Her first tip is simple: don’t do it. “There were far more effective ways of making someone pay,” she explains. “Tricking someone into staggering debts could land the victim in debtor’s prisons. Fleet, Faringdon, King’s Bench, Whitecross Street, and Marshalsea were rat-infested, disease-infested debtor prisons. Persons sent to places like these will legally suffer.” 

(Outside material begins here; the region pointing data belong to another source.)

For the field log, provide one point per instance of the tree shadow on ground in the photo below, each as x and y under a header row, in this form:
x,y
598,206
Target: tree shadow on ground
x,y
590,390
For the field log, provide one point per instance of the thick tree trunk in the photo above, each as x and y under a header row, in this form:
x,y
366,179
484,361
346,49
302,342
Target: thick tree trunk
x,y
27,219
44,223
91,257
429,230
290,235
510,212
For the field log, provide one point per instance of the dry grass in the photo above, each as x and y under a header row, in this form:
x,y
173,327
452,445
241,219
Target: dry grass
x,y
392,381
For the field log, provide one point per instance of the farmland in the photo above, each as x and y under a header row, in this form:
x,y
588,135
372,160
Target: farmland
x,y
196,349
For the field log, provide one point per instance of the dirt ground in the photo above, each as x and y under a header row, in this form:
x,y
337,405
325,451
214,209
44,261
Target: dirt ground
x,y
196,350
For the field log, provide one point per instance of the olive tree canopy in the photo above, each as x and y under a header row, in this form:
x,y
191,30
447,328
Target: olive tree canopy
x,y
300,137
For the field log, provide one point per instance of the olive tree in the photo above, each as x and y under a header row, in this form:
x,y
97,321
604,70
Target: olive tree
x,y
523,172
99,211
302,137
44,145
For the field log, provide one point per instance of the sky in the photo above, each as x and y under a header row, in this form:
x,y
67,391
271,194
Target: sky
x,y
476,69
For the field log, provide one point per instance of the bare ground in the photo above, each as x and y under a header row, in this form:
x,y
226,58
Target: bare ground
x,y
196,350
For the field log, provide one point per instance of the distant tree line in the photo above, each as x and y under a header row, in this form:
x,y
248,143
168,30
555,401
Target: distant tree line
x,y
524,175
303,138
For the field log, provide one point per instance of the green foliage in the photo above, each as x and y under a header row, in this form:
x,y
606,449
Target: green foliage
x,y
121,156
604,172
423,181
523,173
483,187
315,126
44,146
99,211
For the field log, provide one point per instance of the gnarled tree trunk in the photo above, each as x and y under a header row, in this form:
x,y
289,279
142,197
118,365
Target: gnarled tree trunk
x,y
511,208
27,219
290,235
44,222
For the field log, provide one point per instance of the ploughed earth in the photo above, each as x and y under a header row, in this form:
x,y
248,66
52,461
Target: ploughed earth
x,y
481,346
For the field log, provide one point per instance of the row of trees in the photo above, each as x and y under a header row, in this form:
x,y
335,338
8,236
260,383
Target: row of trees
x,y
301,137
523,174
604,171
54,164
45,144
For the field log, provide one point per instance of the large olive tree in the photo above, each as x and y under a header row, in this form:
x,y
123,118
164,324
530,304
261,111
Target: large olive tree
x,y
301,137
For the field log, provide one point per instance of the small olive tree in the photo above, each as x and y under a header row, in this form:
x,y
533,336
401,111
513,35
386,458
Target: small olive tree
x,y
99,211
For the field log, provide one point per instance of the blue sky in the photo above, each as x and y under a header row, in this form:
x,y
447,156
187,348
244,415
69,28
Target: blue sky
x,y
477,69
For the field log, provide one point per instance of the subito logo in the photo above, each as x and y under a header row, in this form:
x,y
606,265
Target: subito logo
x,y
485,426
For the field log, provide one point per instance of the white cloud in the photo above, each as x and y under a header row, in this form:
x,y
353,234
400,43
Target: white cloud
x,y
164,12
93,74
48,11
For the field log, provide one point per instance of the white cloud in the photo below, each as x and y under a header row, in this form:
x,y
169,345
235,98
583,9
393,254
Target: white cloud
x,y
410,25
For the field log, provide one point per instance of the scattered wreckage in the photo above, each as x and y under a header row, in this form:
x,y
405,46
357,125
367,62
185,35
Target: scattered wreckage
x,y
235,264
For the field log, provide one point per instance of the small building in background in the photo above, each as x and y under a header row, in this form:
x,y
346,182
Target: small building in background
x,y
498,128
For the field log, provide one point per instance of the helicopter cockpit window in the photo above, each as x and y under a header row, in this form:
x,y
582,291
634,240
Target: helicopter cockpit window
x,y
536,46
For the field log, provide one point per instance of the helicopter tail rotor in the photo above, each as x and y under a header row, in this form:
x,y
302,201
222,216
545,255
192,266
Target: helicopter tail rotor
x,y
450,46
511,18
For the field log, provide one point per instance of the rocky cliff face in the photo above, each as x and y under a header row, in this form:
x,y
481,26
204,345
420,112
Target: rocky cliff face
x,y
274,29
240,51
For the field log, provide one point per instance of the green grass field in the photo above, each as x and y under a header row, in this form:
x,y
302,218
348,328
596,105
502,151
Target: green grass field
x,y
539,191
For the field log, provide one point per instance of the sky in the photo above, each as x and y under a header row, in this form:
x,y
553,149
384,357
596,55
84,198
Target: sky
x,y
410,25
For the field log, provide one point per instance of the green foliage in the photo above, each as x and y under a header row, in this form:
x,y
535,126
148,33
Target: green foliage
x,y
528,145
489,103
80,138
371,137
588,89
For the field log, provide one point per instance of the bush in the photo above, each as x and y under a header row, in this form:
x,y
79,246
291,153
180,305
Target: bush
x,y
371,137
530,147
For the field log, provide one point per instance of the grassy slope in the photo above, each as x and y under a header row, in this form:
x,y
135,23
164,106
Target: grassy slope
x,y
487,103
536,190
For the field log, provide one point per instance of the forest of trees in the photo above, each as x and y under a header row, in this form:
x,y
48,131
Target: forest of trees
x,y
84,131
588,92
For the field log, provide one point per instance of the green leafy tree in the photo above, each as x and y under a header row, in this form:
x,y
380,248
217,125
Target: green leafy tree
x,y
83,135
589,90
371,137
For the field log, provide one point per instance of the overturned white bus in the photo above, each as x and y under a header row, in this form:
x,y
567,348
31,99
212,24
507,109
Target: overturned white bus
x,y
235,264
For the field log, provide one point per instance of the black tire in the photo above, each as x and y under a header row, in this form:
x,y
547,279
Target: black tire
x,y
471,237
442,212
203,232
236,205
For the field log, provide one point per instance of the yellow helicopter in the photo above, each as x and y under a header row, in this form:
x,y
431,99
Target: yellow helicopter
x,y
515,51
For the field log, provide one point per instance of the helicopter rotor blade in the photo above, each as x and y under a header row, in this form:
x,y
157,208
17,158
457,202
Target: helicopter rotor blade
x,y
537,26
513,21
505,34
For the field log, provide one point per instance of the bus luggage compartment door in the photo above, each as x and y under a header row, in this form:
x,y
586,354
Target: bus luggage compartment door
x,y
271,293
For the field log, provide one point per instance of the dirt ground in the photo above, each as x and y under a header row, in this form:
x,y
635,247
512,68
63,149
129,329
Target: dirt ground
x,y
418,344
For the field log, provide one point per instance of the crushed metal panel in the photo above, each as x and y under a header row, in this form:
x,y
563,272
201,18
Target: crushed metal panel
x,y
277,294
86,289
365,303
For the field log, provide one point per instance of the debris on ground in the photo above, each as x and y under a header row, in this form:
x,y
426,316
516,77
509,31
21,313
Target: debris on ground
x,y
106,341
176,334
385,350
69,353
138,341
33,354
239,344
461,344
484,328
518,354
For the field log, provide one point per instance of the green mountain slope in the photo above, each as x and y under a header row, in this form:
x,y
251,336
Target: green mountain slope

Also: don’t confess. “Many convictions in the 1800s were based on admitted testimony or hearsay confessions borne of the weight of a guilty conscience,” Riley says. “Savvy killers during the Regency and Georgian times, who’d rather die than testify, had greater chances of getting away with their crimes if they chose not to admit it, not tell anyone what they did, nor involve any accomplice.”

Other tips include:

  • Do crime at night. Outside London, street lighting was quite rare in early 19th century England.
  • Wear gloves. Fingerprint technology wasn’t developed in the early 1800s, but it did exist.
  • Wear smooth slippers. Footprints, including bare feet and patterns left by boot heels and soles, could exclude suspects or identify a likely culprit.
  • Use poison other than arsenic. By 1773, a Swedish chemist developed a process to identify the presence of arsenic in a corpse. Anyone proven to have a connection to arsenic and the victim in the same day would be immediately suspect. Other toxins were less easily identifiable.
  • Use a cart to move the victim. Dragging a body from your property to another leaves marks. A cart might leave a trail, but will more easily blend in with others. It’s also faster.
  • Make friends with the coroner or magistrate. It’s not what you know, it’s who you know. With no history of a policing or enforcement, detection often relied on reputation, instinct, and circumstantial evidence. Having a good reputation or being friendly with local officials would go a long way to keeping your name off a list of suspects.
  • Be dispassionate about the victim. Avoid gossip and public threats. Be friendly towards your victim, but not overly invested.
  • Make financial transactions disappear. As always, financial connections are often the root of crime. The fewer financial records left on the table, the less likely a villain would be traced back to the victim.
  • Wait things out. Without modern techniques or forensic technology, time was on the side of the killer. Bodies were moved and washed, and crucial evidence was more easily lost or destroyed, partly because no one knew these things were important.